If you’re reading this because you’re going through it then I’m truly sorry but please, please, please believe me – you will get through this.  Just give it time.  It’s not to say there won’t be hiccups as there will.  Believe in yourself and you’d be amazed at what you can do.

No alarms and no surprises please

I have a confession.  This past two weeks have been awful.  Two of the worst since I filed for divorce.  It’s been nothing but threats and counter threats of court action with still no clear way forward.  I’m drained, wired, unable to sleep properly, eat properly, concentrate or relax.  Eighteen months of trying to get a resolution are taking their toll.  My efforts at any degree of meditation of acceptance and letting go of the stress I’m under continuously fail.  The pressure is palpable, crushing, deafening, disempowering. 

It’s not a surprise but it still stuns me even now how incapacitating stress can be.  There’s a cracking white paper on knowledge management I’ve had in my bag all week.  If I can’t concentrate on it and take it in then I can’t assimilate my opinions on it and start to think creativly about how I might use any of its learnings with my clients.  The true reason for my week of inspirational quotes on this blog is because I can’t think straight enough to focus on interesting thoughts and observations that I might want to post here.

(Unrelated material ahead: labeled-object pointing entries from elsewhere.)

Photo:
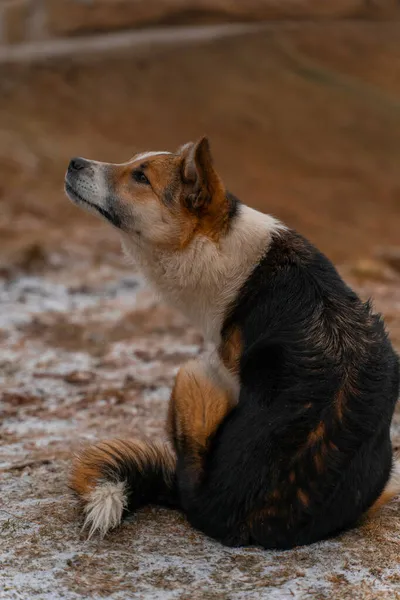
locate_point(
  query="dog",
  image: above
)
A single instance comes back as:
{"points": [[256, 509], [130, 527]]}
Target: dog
{"points": [[280, 435]]}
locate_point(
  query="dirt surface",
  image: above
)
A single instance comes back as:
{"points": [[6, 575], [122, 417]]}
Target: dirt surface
{"points": [[304, 123]]}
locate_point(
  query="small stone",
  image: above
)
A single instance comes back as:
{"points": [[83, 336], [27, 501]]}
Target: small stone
{"points": [[80, 377]]}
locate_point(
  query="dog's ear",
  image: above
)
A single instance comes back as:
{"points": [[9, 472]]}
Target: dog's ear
{"points": [[198, 174]]}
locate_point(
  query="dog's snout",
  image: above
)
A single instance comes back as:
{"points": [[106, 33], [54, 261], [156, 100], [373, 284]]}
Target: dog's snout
{"points": [[77, 164]]}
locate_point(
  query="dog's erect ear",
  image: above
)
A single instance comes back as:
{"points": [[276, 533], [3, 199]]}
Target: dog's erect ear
{"points": [[198, 174]]}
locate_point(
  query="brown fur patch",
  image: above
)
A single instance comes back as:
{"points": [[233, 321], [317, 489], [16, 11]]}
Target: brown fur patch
{"points": [[316, 435], [230, 350], [191, 195], [91, 465], [319, 462], [303, 497], [197, 406]]}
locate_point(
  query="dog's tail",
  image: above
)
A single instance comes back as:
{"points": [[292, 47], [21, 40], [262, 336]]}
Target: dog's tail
{"points": [[116, 477], [392, 488]]}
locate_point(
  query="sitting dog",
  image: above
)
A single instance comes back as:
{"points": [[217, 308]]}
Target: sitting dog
{"points": [[280, 436]]}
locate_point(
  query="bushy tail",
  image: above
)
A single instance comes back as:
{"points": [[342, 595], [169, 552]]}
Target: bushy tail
{"points": [[119, 476], [392, 488]]}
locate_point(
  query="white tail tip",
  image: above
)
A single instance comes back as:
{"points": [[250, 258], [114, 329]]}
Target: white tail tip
{"points": [[104, 507]]}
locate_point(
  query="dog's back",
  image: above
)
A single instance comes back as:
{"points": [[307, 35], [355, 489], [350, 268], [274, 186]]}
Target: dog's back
{"points": [[319, 382]]}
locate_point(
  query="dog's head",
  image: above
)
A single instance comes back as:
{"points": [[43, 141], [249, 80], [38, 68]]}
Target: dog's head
{"points": [[161, 198]]}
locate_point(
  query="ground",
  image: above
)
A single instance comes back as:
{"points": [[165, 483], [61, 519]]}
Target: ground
{"points": [[87, 352]]}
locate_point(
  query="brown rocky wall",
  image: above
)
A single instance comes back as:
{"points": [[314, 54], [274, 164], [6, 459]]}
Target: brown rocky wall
{"points": [[29, 20]]}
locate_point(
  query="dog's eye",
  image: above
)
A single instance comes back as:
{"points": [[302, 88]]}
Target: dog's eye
{"points": [[140, 177]]}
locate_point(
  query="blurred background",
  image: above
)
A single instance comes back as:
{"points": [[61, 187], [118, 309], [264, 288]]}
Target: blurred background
{"points": [[301, 101]]}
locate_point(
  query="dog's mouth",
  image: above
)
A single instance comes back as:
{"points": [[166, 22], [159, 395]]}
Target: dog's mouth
{"points": [[75, 196]]}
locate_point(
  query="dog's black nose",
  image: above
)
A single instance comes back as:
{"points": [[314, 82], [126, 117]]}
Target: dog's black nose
{"points": [[77, 164]]}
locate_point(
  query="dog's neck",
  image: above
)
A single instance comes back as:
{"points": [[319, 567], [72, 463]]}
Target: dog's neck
{"points": [[202, 280]]}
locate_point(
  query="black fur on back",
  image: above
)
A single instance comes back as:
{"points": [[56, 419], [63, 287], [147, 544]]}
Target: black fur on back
{"points": [[307, 449]]}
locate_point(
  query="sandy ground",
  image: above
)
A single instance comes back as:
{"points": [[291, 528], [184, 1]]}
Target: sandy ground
{"points": [[87, 352]]}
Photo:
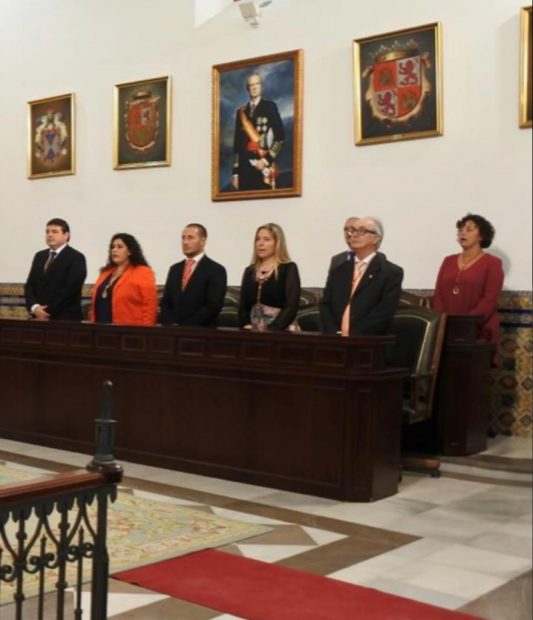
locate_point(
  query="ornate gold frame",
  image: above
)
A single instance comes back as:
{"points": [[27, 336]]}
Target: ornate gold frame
{"points": [[159, 154], [66, 164], [223, 193], [426, 118], [526, 96]]}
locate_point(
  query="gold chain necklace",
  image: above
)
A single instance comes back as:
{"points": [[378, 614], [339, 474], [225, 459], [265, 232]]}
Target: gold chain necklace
{"points": [[461, 267]]}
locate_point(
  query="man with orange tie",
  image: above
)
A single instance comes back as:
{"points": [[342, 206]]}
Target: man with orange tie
{"points": [[53, 288], [361, 296], [195, 287]]}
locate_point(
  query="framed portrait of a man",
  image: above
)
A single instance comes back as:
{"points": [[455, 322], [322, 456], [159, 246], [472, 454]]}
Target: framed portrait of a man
{"points": [[257, 128], [141, 132], [51, 144], [398, 85]]}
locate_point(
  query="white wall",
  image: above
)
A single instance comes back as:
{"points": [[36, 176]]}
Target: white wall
{"points": [[418, 188]]}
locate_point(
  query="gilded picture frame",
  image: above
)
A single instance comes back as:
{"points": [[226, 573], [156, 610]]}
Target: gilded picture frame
{"points": [[398, 85], [142, 124], [526, 83], [51, 149], [257, 127]]}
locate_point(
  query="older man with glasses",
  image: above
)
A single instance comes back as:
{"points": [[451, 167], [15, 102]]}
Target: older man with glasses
{"points": [[347, 255], [361, 296]]}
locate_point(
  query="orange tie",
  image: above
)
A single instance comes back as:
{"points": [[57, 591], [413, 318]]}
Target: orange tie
{"points": [[187, 272], [358, 270], [51, 258]]}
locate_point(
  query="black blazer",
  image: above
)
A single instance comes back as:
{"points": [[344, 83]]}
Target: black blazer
{"points": [[375, 300], [201, 301], [281, 292], [60, 288]]}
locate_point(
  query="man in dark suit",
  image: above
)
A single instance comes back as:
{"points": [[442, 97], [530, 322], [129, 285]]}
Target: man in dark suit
{"points": [[342, 257], [195, 287], [53, 287], [361, 297], [258, 139]]}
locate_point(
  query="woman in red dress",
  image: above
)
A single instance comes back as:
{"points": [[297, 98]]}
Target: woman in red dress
{"points": [[471, 282]]}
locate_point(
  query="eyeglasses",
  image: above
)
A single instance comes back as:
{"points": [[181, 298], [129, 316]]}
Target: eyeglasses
{"points": [[359, 231]]}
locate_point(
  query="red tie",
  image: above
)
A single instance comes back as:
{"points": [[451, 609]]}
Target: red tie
{"points": [[187, 272], [358, 270]]}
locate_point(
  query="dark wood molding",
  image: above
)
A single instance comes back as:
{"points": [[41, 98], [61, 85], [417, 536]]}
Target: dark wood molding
{"points": [[303, 412]]}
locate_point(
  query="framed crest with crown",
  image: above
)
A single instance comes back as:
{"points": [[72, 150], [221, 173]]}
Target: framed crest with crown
{"points": [[51, 144], [142, 118], [398, 85]]}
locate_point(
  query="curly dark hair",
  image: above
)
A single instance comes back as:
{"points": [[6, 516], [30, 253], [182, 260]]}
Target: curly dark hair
{"points": [[486, 229], [136, 253]]}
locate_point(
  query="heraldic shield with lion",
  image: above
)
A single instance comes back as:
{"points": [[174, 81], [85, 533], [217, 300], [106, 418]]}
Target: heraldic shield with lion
{"points": [[398, 85]]}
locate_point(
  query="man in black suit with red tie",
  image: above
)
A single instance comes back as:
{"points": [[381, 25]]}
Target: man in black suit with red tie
{"points": [[361, 296], [53, 287], [195, 287]]}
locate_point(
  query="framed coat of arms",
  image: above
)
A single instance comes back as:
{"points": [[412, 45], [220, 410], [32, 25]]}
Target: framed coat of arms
{"points": [[51, 145], [398, 85], [142, 119]]}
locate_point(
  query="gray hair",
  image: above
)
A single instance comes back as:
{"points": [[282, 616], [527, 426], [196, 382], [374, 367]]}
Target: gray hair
{"points": [[378, 227]]}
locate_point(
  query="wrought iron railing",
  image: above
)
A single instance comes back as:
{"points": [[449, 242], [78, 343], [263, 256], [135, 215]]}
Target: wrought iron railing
{"points": [[55, 529]]}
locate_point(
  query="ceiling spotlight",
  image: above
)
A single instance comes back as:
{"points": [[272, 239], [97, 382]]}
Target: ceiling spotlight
{"points": [[251, 10]]}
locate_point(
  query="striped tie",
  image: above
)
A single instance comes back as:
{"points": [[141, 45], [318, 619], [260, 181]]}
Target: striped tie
{"points": [[187, 272], [358, 270]]}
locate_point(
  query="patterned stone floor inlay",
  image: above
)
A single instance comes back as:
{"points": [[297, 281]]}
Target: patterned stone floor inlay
{"points": [[461, 542]]}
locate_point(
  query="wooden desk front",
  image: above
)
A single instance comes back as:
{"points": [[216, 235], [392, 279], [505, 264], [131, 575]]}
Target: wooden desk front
{"points": [[302, 412]]}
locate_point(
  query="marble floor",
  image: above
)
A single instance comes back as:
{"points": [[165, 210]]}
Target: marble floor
{"points": [[461, 542]]}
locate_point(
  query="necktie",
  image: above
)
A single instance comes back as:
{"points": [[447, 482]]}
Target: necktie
{"points": [[50, 260], [187, 272], [358, 270]]}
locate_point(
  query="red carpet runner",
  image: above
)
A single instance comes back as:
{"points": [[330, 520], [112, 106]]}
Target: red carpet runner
{"points": [[260, 591]]}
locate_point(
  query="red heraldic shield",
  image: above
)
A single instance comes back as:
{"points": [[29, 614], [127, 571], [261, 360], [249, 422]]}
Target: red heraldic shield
{"points": [[398, 85], [142, 121]]}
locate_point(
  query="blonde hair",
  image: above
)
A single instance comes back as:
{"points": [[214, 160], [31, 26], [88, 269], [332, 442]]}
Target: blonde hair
{"points": [[281, 254]]}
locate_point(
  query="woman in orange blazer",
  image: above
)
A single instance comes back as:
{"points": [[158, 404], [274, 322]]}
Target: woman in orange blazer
{"points": [[125, 291]]}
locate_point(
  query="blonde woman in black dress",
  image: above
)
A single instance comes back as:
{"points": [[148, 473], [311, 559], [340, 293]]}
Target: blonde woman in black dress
{"points": [[270, 288]]}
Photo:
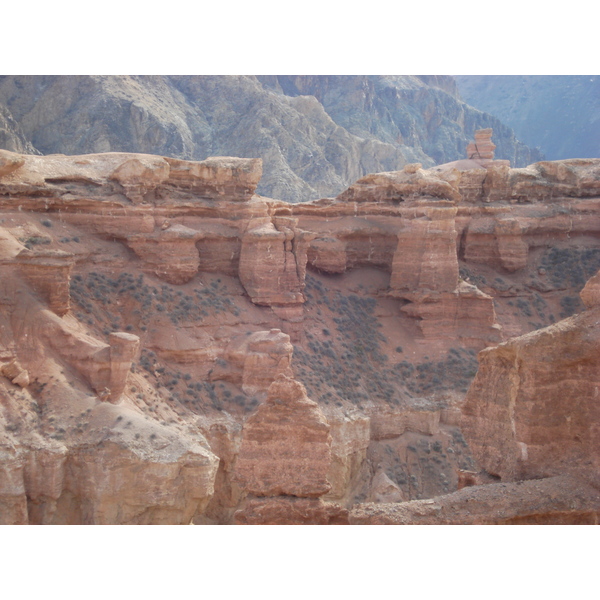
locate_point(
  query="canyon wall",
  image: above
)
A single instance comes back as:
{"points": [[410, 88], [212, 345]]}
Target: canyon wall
{"points": [[315, 135]]}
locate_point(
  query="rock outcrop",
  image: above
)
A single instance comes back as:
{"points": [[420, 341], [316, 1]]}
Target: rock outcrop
{"points": [[286, 445], [315, 135], [284, 459], [532, 410], [150, 308]]}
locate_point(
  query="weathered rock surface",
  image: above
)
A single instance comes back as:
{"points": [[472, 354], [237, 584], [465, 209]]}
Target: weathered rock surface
{"points": [[286, 445], [556, 500], [315, 135], [157, 347], [532, 410], [554, 113]]}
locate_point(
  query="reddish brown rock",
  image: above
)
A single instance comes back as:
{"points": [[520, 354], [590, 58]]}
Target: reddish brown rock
{"points": [[532, 410], [497, 241], [482, 149], [350, 438], [270, 270], [557, 500], [590, 294], [289, 510], [49, 273], [466, 314], [258, 359], [141, 175], [286, 445], [397, 186]]}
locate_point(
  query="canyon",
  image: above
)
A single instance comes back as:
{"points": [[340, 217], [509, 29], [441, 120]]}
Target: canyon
{"points": [[420, 348]]}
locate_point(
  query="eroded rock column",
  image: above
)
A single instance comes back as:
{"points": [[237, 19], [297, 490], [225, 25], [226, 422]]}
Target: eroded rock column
{"points": [[284, 460]]}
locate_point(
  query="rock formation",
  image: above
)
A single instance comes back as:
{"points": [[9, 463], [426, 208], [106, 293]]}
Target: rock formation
{"points": [[315, 135], [284, 459], [175, 348]]}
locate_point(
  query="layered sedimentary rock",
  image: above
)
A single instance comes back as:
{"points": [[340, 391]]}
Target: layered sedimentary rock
{"points": [[286, 445], [316, 135], [556, 500], [189, 296], [284, 460], [532, 410], [49, 274]]}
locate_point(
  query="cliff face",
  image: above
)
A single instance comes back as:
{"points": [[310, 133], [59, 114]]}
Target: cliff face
{"points": [[315, 135], [166, 334]]}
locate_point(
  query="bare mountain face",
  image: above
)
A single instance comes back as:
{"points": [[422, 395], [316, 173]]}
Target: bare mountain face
{"points": [[560, 114], [423, 348], [315, 134]]}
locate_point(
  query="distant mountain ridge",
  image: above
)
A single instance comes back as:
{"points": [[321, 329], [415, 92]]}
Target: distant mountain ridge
{"points": [[315, 134]]}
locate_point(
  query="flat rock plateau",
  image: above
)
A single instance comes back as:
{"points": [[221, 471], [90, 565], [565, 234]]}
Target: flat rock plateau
{"points": [[422, 347]]}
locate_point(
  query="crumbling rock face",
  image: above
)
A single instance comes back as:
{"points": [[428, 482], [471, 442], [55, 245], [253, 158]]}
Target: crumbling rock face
{"points": [[286, 445], [49, 274], [255, 360], [532, 410], [556, 500], [412, 182], [134, 178], [273, 262], [430, 256], [425, 260]]}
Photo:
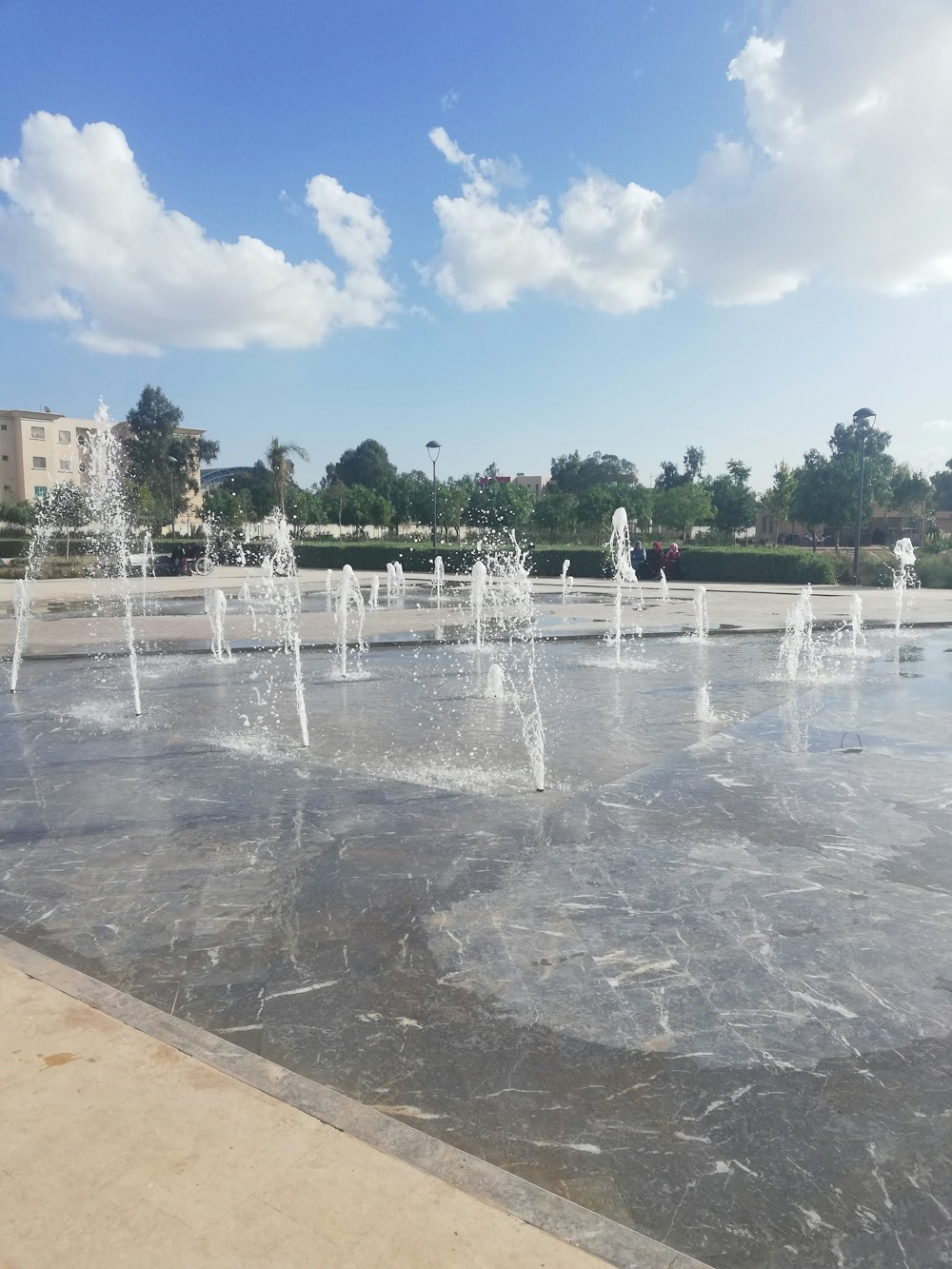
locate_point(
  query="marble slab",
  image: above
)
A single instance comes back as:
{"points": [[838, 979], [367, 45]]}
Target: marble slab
{"points": [[703, 986]]}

Undoubtedly the worst is how it impacts my ability to look after my daughter.  She notices nothing.  Mummy is still smiling, playing and having fun with her.  She has no idea that despite the joy she brings me I’m on the cusp of bursting into tears at every second.  She has no idea that I’m fighting a massive battle to keep those smiles on my face for her.

I wish I knew how to let go.  I know I have to.  I’ll of course keep trying. But if I could have one wish right now it would be to be able to let go of this pain.